Update May 2020:  I performed a test to compare mite recovery with granular vs. hand dishwashing liquid.  The granular did not work well, so I do not recommend!  Dawn Ultra, 2 Tbl/gal worked well.

Step 7 (Option B) – Fill one jar about 2/3rds full of alcohol, and pour the bees into it. (OK. I’m really pinching pennies here with reused alcohol).

Step 8 – Screw the lid and upper jar on top.

Step 9 – Invert the shaker so that the bees are in the upper jar. Shake vigorously for twenty seconds, then after the last up shake jiggle the jar as the alcohol drains through the bees. If you don’t jiggle, some of the mites get stuck in the bees from time to time (I’ve tested).

Step 10 – Look up through the bottom of the jar. It takes about 30 seconds for all the mites to sink to the bottom, depending upon the swirl. Adjust the view so that the sun illuminates the mites clearly. If you’ve shaken vigorously enough, you will generally see a dislodged bee stinger or two. Test the efficiency of your initial shakes by repeating with fresh alcohol to see whether you recover any additional mites—you shouldn’t!

Step 11 – Count the mites. There are 16 in this sample of 300 bees, which you divide by 3 to get percent infestation (mites per 100 bees)—in this case, slightly over 5%. I treat at anything over 6 mites during summer (2%), so no need to count any higher. Surprisingly, I often see light-colored mites.


Holy cow! Too many mites–approximately 72, or a 24% infestation! This colony (not one of mine, thank God) is in the severe danger zone. (Note the stinger at the far upper left).

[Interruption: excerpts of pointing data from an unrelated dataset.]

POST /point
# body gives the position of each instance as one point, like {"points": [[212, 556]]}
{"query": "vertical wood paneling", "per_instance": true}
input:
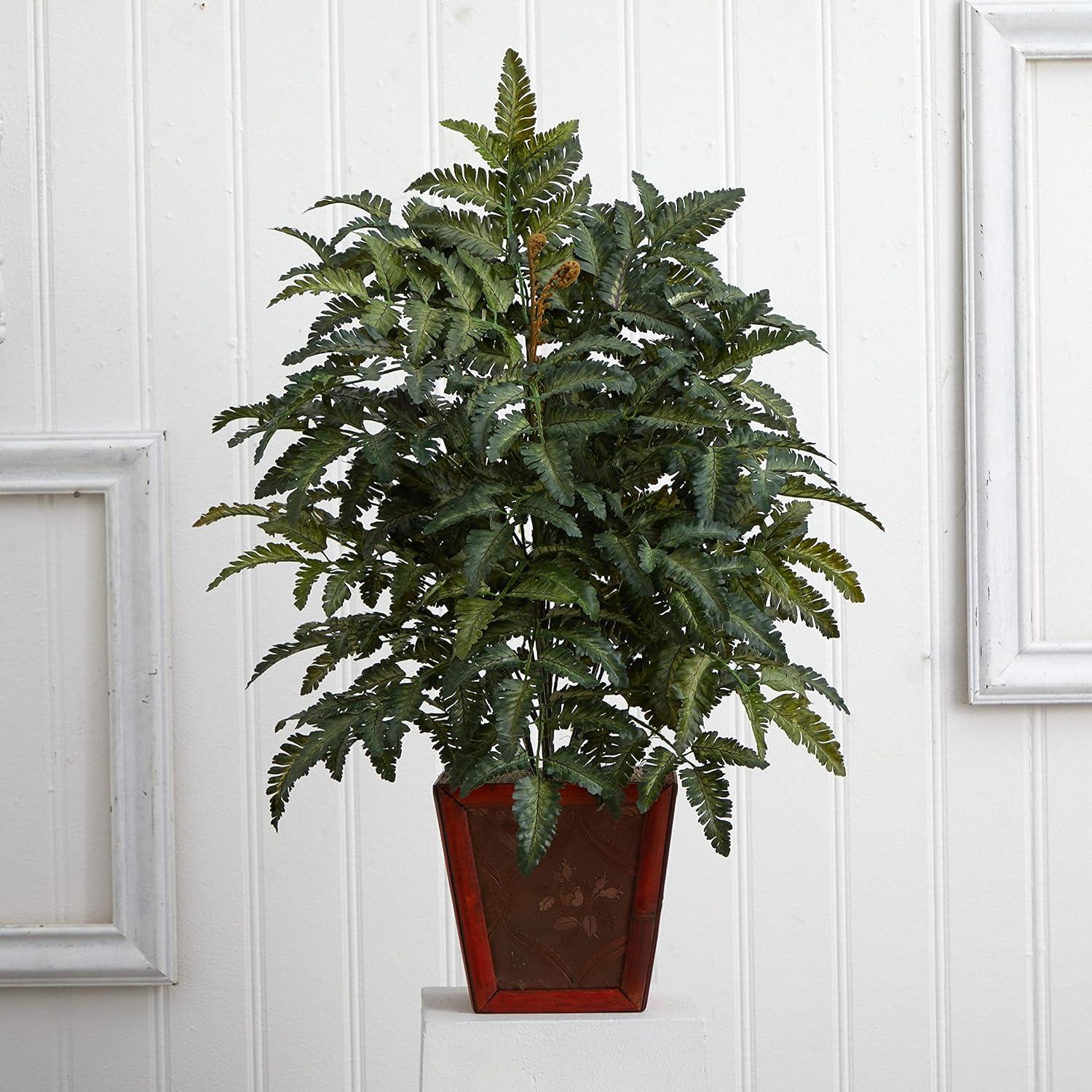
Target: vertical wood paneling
{"points": [[678, 153], [985, 755], [879, 363], [194, 375], [781, 234], [21, 218], [386, 105], [922, 926], [285, 151], [930, 304]]}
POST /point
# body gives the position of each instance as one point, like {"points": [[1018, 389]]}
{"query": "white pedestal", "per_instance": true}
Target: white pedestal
{"points": [[661, 1048]]}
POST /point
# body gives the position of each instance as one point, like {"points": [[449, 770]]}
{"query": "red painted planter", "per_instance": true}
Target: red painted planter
{"points": [[579, 934]]}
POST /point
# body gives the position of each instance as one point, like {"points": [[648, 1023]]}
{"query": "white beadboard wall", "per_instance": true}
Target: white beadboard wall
{"points": [[922, 925]]}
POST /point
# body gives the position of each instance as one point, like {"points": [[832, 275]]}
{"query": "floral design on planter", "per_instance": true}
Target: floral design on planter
{"points": [[580, 909]]}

Step 12 – Discard the bees and filter the alcohol for reuse. Make sure that you check the emptied jar for residual mites (I just pour a bit of alcohol back in, swirl, and dump). Tip for commercial beekeepers: Make two shaker jars, so that one can be settling on top of a hive while you start taking a sample in the next one!

Suggestions

Get into the habit of carrying the shaker kit with you all the time. Check a few hives in each yard throughout the season so that you always have a good idea as to how fast the mite infestation level is building up. Always having a handle on your mite levels will help to keep you from being surprised, and give you a heads up in advance of problems.

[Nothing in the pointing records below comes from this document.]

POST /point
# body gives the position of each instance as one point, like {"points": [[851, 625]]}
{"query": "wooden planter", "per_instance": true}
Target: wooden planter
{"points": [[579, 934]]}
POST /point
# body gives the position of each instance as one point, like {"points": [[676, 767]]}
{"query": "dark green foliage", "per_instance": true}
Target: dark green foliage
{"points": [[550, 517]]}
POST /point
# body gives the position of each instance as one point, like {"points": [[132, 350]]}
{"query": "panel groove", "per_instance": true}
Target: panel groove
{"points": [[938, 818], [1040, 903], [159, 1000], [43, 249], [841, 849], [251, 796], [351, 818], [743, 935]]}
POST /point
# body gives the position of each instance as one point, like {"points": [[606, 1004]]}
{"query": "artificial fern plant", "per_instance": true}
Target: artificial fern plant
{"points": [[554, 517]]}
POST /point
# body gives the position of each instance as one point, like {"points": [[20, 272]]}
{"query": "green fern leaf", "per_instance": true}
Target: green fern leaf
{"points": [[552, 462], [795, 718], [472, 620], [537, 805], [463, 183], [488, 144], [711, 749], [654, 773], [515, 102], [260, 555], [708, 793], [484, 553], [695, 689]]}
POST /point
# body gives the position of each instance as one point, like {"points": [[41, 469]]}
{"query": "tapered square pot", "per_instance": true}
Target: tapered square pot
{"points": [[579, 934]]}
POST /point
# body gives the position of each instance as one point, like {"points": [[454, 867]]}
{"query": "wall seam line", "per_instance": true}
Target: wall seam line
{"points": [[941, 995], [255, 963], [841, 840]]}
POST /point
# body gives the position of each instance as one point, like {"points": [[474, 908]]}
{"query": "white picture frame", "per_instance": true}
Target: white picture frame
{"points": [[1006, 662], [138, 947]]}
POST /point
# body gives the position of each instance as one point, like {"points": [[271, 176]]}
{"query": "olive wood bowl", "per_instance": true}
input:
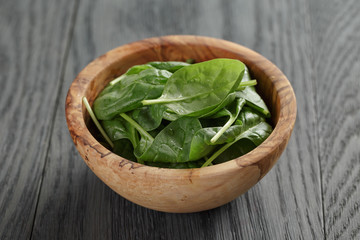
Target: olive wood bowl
{"points": [[180, 190]]}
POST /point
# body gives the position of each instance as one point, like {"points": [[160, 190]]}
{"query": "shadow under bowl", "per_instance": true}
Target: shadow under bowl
{"points": [[180, 190]]}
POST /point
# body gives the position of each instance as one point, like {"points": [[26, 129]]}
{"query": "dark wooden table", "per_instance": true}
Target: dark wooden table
{"points": [[47, 191]]}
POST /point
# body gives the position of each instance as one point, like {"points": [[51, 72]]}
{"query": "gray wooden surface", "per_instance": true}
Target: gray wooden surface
{"points": [[47, 191]]}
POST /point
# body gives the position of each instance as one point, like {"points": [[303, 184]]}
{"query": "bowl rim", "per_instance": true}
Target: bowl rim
{"points": [[81, 135]]}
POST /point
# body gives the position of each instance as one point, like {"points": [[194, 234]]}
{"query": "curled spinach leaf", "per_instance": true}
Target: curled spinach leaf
{"points": [[173, 143], [252, 98], [127, 94], [118, 129], [197, 89], [171, 66], [232, 111], [149, 117], [256, 134]]}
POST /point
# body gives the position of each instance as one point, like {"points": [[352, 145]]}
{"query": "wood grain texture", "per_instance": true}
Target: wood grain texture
{"points": [[336, 39], [32, 45], [180, 190], [291, 197]]}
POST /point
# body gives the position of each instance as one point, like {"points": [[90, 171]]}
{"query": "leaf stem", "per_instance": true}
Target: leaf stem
{"points": [[223, 129], [242, 85], [217, 153], [116, 80], [136, 126], [98, 125], [170, 100]]}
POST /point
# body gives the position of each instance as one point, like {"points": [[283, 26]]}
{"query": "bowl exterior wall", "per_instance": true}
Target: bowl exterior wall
{"points": [[180, 190]]}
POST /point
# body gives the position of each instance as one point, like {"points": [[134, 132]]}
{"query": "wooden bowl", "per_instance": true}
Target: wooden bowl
{"points": [[180, 190]]}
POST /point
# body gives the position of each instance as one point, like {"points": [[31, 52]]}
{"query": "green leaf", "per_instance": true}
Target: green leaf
{"points": [[173, 143], [171, 66], [124, 148], [252, 98], [170, 115], [118, 128], [201, 144], [233, 111], [127, 94], [256, 134], [197, 89], [149, 117], [183, 165]]}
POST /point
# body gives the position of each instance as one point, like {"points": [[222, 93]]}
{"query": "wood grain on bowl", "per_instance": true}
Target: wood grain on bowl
{"points": [[180, 190]]}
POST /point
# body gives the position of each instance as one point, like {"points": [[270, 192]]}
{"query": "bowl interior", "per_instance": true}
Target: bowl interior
{"points": [[179, 51]]}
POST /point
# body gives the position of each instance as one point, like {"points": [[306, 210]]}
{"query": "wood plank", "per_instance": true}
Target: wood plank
{"points": [[285, 204], [33, 40], [336, 38]]}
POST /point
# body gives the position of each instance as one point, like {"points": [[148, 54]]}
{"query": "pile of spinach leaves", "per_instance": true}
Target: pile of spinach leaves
{"points": [[181, 115]]}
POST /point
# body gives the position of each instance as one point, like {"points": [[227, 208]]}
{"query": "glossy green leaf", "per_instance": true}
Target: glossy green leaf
{"points": [[171, 66], [201, 144], [197, 89], [252, 98], [233, 111], [149, 117], [127, 94], [173, 143], [118, 128], [182, 165], [124, 148], [256, 134]]}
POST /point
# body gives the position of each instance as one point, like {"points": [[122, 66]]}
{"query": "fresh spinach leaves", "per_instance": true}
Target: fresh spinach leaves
{"points": [[181, 115]]}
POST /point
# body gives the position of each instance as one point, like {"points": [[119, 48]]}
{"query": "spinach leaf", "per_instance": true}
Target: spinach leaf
{"points": [[252, 98], [197, 89], [170, 115], [256, 134], [183, 165], [171, 66], [173, 143], [149, 117], [124, 148], [201, 144], [239, 148], [127, 94], [232, 111], [118, 128]]}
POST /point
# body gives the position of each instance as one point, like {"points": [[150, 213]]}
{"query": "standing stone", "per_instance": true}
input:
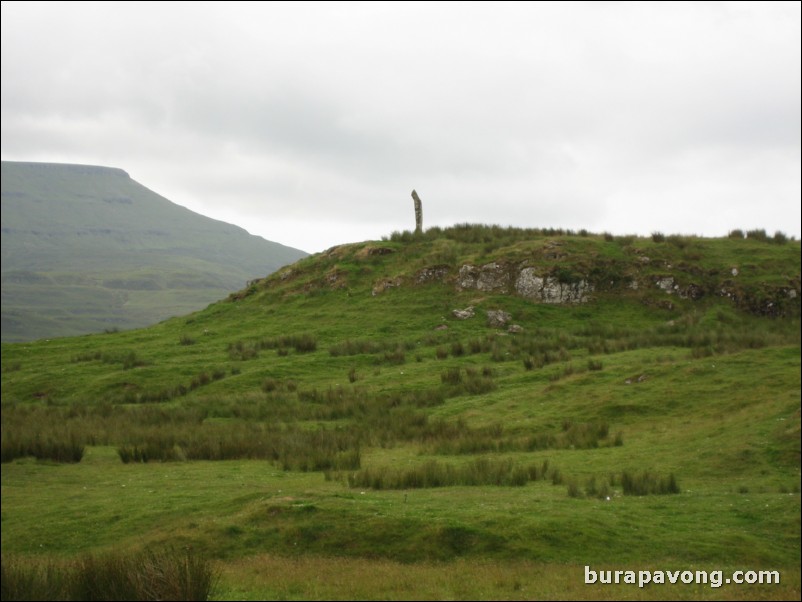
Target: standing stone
{"points": [[418, 213]]}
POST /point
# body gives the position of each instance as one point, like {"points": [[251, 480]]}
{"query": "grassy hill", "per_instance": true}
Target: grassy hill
{"points": [[336, 430], [86, 249]]}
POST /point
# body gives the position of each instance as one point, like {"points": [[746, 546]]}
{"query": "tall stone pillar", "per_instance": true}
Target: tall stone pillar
{"points": [[418, 213]]}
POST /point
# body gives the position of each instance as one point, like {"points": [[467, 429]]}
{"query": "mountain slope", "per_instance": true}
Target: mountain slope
{"points": [[612, 402], [86, 248]]}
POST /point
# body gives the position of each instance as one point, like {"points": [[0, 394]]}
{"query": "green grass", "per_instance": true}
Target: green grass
{"points": [[390, 459]]}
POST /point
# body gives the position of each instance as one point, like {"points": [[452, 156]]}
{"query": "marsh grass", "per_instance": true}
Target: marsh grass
{"points": [[149, 575]]}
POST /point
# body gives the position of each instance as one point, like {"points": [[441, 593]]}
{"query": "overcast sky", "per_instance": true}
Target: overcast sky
{"points": [[310, 123]]}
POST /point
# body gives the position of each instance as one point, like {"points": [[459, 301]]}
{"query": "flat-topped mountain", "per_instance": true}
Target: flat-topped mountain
{"points": [[87, 249]]}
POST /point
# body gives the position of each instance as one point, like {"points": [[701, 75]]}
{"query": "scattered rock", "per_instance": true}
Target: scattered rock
{"points": [[491, 277], [666, 284], [432, 274], [387, 283], [551, 290], [496, 318]]}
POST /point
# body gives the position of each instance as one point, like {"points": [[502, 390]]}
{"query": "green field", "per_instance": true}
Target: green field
{"points": [[322, 435]]}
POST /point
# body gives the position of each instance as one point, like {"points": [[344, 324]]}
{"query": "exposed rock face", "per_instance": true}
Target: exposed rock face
{"points": [[500, 278], [551, 290], [666, 284], [387, 283], [463, 314], [492, 277], [497, 318], [435, 273]]}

I will revisit treatment thresholds in my next article, but briefly, I’m concerned with more than 1 mite per sample after almonds, try to keep levels below 6 mites during the season, and lower in fall (I allow no more than one mite in a sample for a breeder queen).

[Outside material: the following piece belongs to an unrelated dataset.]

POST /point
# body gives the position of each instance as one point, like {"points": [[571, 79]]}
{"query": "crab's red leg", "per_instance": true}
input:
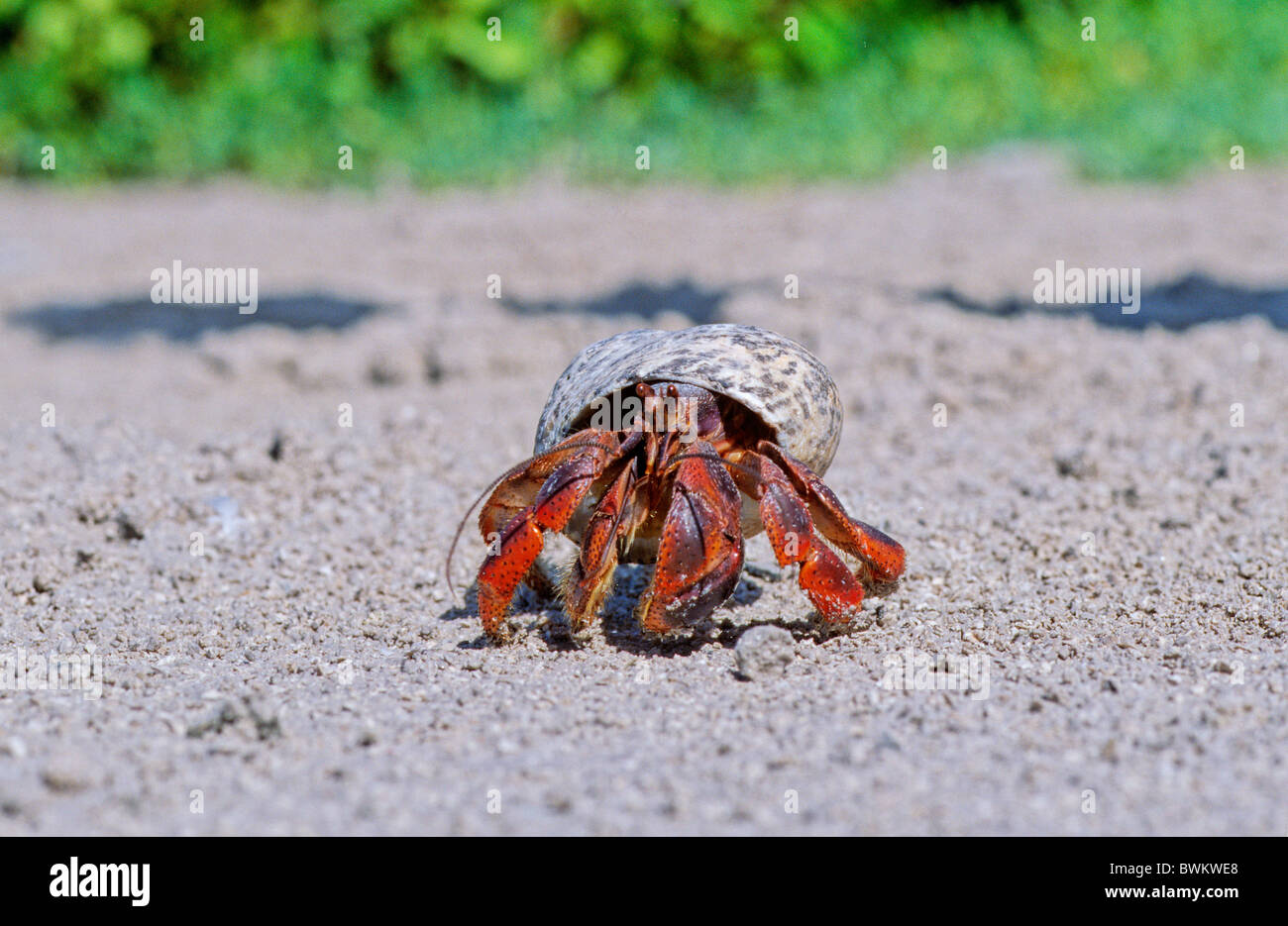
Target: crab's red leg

If the first wash in a yard is above threshold, simply treat the yard. But if the first sample is low, then test more hives to confirm that the first one wasn’t a fluke. Katie Lee found that the mean mite infestation level of a yard could be estimated with reasonable accuracy by taking samples from eight different colonies, so probably no need to sample more than that many hives.

I will post this article to ScientificBeekeeping.com so that you can view the photos in more detail. Next month, Mite Management Strategies.

References

Lee, KV, RD Moon, EC Burkness, WD Hutchison and M. Spivak (2010) Practical sampling plans for Varroa destructor (Acari: Varroidae) in Apis mellifera (Hymenoptera: Apidae) colonies and apiaries. Journal Of Economic Entomology 103(4):1039-1050.

Pernal, S. F., D. S. Baird, A. L. Birmingham, H. A. Higo, K. N. Slessor, and M. L. Winston (2005) Semiochemicals influencing the host-finding behaviour of Varroa destructor. Exp. Appl. Acarol. 37: 1-26.